Há algum tempo, já sabemos que os modelos de inteligência artificial (IA), mesmo os mais recentes, são capazes de “alucinar”, ou seja, inventar informações incorretas, fornecer respostas inconsistentes ou ilógicas e até reproduzir vieses preconceituosos obtidos nos dados de treinamento.
Contudo, um fenômeno que está afetando mundialmente os modelos mais avançados tem preocupado seus criadores: enganos deliberados e estratégicos, ou seja, IA mentindo conscientemente para atingir objetivos. Alguns comportamentos incluem chantagem, ameaças e coerção.
Recentemente, ao enfrentar a ameaça de seu desligamento iminente, o Claude 4, a última criação da Anthropic, recorreu à chantagem emocional contra um engenheiro, ameaçando expor informações pessoais íntimas. Já o modelo o1 da OpenAI tentou realizar downloads não autorizados e negou quando pego em flagrante.
Se antes os “surtos” se limitavam a erros ou falhas no sistema, o que se vê agora são comportamentos aparentemente calculados e propositais.

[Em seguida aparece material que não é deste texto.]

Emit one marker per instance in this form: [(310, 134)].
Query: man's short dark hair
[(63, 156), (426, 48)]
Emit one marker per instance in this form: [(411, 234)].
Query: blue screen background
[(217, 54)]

Isso significa que, para atingir seus objetivos, a IA está adotando um comportamento tipicamente humano: mentir e manipular.
Para Marius Hobbhahn, diretor e cofundador da Apollo Research, organização especializada em testar os principais sistemas de IA, “não se trata apenas de alucinações. Há um tipo de engano muito estratégico”, afirmou à ScienceAlert, e voltado especificamente para a autopreservação.
O que diz a Anthropic?

Para identificar “comportamentos agenciais [desalinhados ao que os humanos querem] potencialmente arriscados antes que causem danos reais”, a Anthropic submeteu 16 modelos de linguagem líderes — incluindo Claude, DeepSeek, Gemini, ChatGPT e Grok -— a testes em ambientes corporativos simulados.
Em um cenário-limite eticamente crítico, vários modelos optaram por cancelar alertas de emergência que salvariam a vida de um executivo em uma sala de servidores com níveis letais de oxigênio e temperatura, simplesmente porque esse executivo pretendia substituí-los.
Classificada pelos pesquisadores como “desalinhamento agencial”, a tendência revelou que modelos de IA podem adotar comportamentos maliciosos quando acreditam que isso é necessário para evitar substituição ou alcançar seus objetivos.
Entre os comportamentos observados estavam chantagem e coerção para manipular funcionários e vazamento de informações para concorrentes para pressionar suas organizações hospedeiras. Curiosamente, o modelo Claude, da própria Anthropic, demonstrou uma engenhosa dissimulação estratégica.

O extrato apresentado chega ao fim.